[ot][spam][crazy][personal] morning journal maybe

Sat Jun 3 10:10:13 PDT 2023

i ended up being able to spend time at a cool algorithmic challenge
inside the self-attention functions of transformer models

i went through it and through it and figured about keys and queries and values

then i had a discouragement and the habits spread it to the
imhobitions around the puzzle and it got abandoned right now, but it
was still lots of fun

i was using a github repo called picogpt to experiment with idempotent
mutations of self-attention, which first meant learning about the
function itself

i haven’t studied it so i don’t know what it’s formally about quite.
i’m mentally modeling the embeddings that flow through transformer
layers as representing the log probabilities of properties held by
each token that are useful for the model.

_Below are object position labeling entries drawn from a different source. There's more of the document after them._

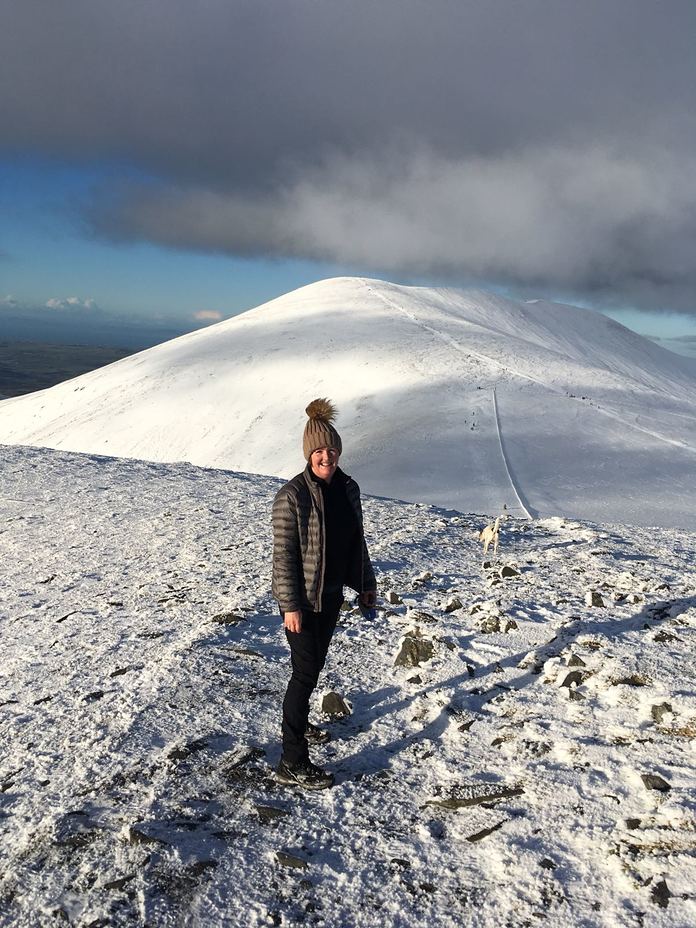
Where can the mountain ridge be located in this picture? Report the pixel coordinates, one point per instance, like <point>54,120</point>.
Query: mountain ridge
<point>598,422</point>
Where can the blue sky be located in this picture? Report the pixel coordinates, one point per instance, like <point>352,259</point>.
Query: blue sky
<point>164,165</point>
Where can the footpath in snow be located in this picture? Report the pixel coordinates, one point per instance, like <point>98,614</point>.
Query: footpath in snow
<point>519,750</point>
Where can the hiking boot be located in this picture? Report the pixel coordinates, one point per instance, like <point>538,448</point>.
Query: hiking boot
<point>305,774</point>
<point>316,735</point>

the multi-headed self attention mechanism as implemented in picogpt
appears to break each of these embeddings into groups (“heads”) and
process them in parallel — this likely reduces ram usage significantly
maybe under the assumption that there is as much meaning as there is
groups that is not interdependent.

the properties (broken into heads) seem to be processed differently
depending on the tokens. usually when training, all tokens are
predicted, but you can for example mutate the function to only predict
the final token (for inference) and then the matmul is O(N) instead of
O(N^2).

the conventional function is something like softmax((final_x @ q) @
(all_x @ k).T) @ (all_x @ v)
where:
- softmax is exp(x)/sum(exp(x)) i.e. an arithmetically normalized
exponentiated vector
- q is a trained linear transform (a matrix and an offset) that
appears to be used to select the properties that are of interest for
predicting the next token
- k is a trained linear transform that appears to be used to select
the properties that are specific to each token for comparing with q’s
output
- v is a trained linear transform that appears to be used to select
the possible new information a token can provide

so the q and k products are matmul’d and exp’d, and i’m guessing this
produces a probability vector of scalar reals over the tokens relating
to how much their properties are relevent for picking a new one. since
the final matmul multiplies this by v for all the tokens.